In contrast, for women, only the pharmacological treatment of sexual problems has not been found to be enough. The use of systemic hormones such as estrogen or testosterone has not shown benefit and has significant adverse effects. There are some local strategies for treating specific symptoms such as dyspareunia and vaginal stenosis, including lubricants and vaginal dilators, as well as the use of vibrators to improve vaginal blood flow. Globally, it has been found that a multidisciplinary approach is required and non-pharmacological strategies as well as psycho-educational interventions are essential to manage sexual dysfunction in female cancer survivors.[44, 52,53,54,55,56,57,58,59,60,61].

Conclusion

Cancer-related sexual dysfunction is a common condition whose severity varies according to gender, the type of malignancy, and oncological treatment. Given the negative impact on survivors’ quality of life, its detection and management should be incorporated into oncology care guidelines and patients follow-up.

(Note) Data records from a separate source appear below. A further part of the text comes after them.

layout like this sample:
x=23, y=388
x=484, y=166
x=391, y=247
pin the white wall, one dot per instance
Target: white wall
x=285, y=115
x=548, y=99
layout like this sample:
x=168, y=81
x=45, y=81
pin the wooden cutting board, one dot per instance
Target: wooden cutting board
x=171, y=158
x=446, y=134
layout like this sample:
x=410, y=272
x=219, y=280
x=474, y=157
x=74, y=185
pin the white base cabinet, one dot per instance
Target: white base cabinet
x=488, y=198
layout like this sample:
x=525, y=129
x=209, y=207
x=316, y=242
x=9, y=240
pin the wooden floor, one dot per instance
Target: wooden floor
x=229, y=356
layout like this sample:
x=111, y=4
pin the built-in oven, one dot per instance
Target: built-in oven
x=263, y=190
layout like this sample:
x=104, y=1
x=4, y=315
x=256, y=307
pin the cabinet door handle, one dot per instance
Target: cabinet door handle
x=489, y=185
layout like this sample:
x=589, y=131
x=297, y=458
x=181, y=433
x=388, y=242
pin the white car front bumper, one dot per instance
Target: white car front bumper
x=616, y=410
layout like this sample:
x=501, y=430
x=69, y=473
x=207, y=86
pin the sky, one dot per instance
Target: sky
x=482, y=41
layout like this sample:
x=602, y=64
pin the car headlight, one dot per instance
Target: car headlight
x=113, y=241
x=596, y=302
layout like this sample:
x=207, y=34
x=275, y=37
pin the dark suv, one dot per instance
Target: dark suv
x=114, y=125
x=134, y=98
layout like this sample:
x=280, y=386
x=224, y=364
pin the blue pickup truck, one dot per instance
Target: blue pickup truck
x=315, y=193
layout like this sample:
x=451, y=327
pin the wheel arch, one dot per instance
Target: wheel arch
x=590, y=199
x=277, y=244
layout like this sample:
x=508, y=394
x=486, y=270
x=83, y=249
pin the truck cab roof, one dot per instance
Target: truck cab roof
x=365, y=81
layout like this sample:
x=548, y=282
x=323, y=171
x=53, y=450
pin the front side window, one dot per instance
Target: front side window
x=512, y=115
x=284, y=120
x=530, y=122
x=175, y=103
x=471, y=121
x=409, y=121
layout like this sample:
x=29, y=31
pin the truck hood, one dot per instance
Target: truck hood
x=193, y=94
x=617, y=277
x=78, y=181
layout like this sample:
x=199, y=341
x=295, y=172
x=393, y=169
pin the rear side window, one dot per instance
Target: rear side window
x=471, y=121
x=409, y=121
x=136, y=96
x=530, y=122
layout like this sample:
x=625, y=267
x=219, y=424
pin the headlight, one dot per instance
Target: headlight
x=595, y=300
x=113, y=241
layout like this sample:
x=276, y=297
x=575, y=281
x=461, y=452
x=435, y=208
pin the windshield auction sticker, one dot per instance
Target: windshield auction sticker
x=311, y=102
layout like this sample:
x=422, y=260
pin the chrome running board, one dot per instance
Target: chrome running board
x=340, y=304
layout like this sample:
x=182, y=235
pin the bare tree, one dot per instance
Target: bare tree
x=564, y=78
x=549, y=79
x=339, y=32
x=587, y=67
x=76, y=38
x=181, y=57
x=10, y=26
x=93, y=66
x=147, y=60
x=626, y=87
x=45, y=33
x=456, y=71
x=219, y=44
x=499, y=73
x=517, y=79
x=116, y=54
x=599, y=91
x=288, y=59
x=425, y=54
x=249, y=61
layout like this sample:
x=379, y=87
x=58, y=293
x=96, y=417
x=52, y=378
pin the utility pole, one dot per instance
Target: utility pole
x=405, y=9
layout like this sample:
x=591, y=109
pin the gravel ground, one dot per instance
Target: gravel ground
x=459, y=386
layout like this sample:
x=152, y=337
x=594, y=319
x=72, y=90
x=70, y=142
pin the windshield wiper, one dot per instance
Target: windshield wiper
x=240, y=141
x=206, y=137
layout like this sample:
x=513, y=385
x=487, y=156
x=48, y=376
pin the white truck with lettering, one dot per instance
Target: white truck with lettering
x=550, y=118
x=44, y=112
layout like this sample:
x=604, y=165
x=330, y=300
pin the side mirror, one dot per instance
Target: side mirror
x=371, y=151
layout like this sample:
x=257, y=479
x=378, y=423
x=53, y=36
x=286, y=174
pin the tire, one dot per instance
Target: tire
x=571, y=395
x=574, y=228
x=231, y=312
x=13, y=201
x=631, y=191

To provide tailored support and overcome barriers and disparities in the management of this condition, it is imperative that all members of the oncology team involved in patient care are aware of the high prevalence and characteristics of sexual health problems in patients with cancer.

A multidisciplinary team that includes psychologists, urologists, gynecologists, psychiatrists, endocrinologists, sex therapists and physiotherapists supporting patients during and after the end of oncological treatment is essential to improve quality of the survivors.

Screening and counseling patients for cancer-related sexual dysfunction prior to treatment is recommended. Providing clear information about the follow-up and rehabilitation options available to address the issue is also critical.